There are also important astronomical almanacs. The Nautical Almanac, published in England, was projected by Nevil Maskelyne, Astronomer Royal from 1765 to 1811, who urged its value in connection with the use of lunar distances for the determination of longitude. The first edition of this work was published with the authority of Government in 1767. After Dr. Maskelyne's death it gradually lost its character, and in 1830, in consequence of the numerous complaints made against it, the Government requested the Astronomical Society to pronounce upon the subject. The suggestions of the society were adopted, and in 1834 the first number of the new series appeared, with such additions and improvements as the advanced state of astronomical science rendered necessary. Still older than this almanac is the French Connaissance des Temps, commenced in 1679 by Picard, and now published under the authority of the Bureau des Longitudes. Its plan is similar to that of the Nautical Almanac, but it has contained a larger amount of original memoirs, many of them of great value. Equally celebrated is the Berlin Astronomisches Jahrhuch, issued from the Berlin Observatory. In the United States the American Nautical Almanac was begun in 1849 by Charles Henry Davis, United States Navy, and the first volume (for 1855) was published in 1853. The publication is issued from the office of the Nautical Almanac and American Ephemeris, United States Navy Department, in Washington, and contains tables of the predicted positions of the sun, moon, and planets, and of all the fixed stars used in navigation. It is published three years in advance, for the convenience of navigators bound on long voyages. The Nautical Almanac or Astronomical Ephemeris is of the greatest importance to astronomers, as it contains collections of numerical data required in the computation of their celestial observations, which are equally necessary to enable navigators to find their way across the sea by the aid of the sextant.
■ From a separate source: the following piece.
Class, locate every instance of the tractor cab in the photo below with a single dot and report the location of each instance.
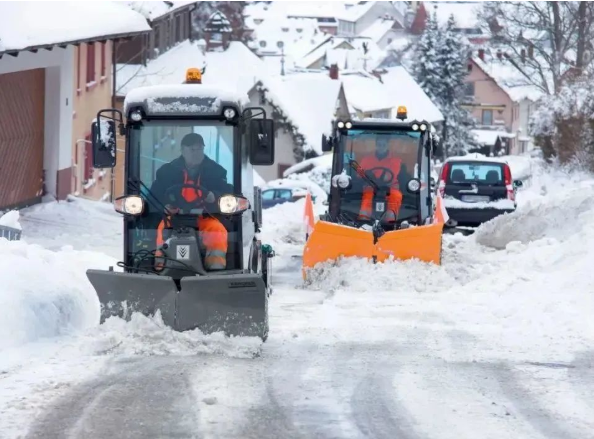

The preparation and publication of these almanacs, though most important, are so costly, that they are possible only to the great financial resources of governments, and it is largely for this purpose that governmental astronomical observatories are maintained.
Congress in 1849 provided for the publication of such a work, in which “the meridian of the observatory at Washington shall be adopted and used as the American meridian for astronomical purposes, and the meridian of Greenwich shall be adopted for all nautical purposes.” This law caused the division of the work into the American Ephemeris and Nautical Almanac. The first-named part is chiefly for the use of astronomers; the second is adapted to the use of navigators.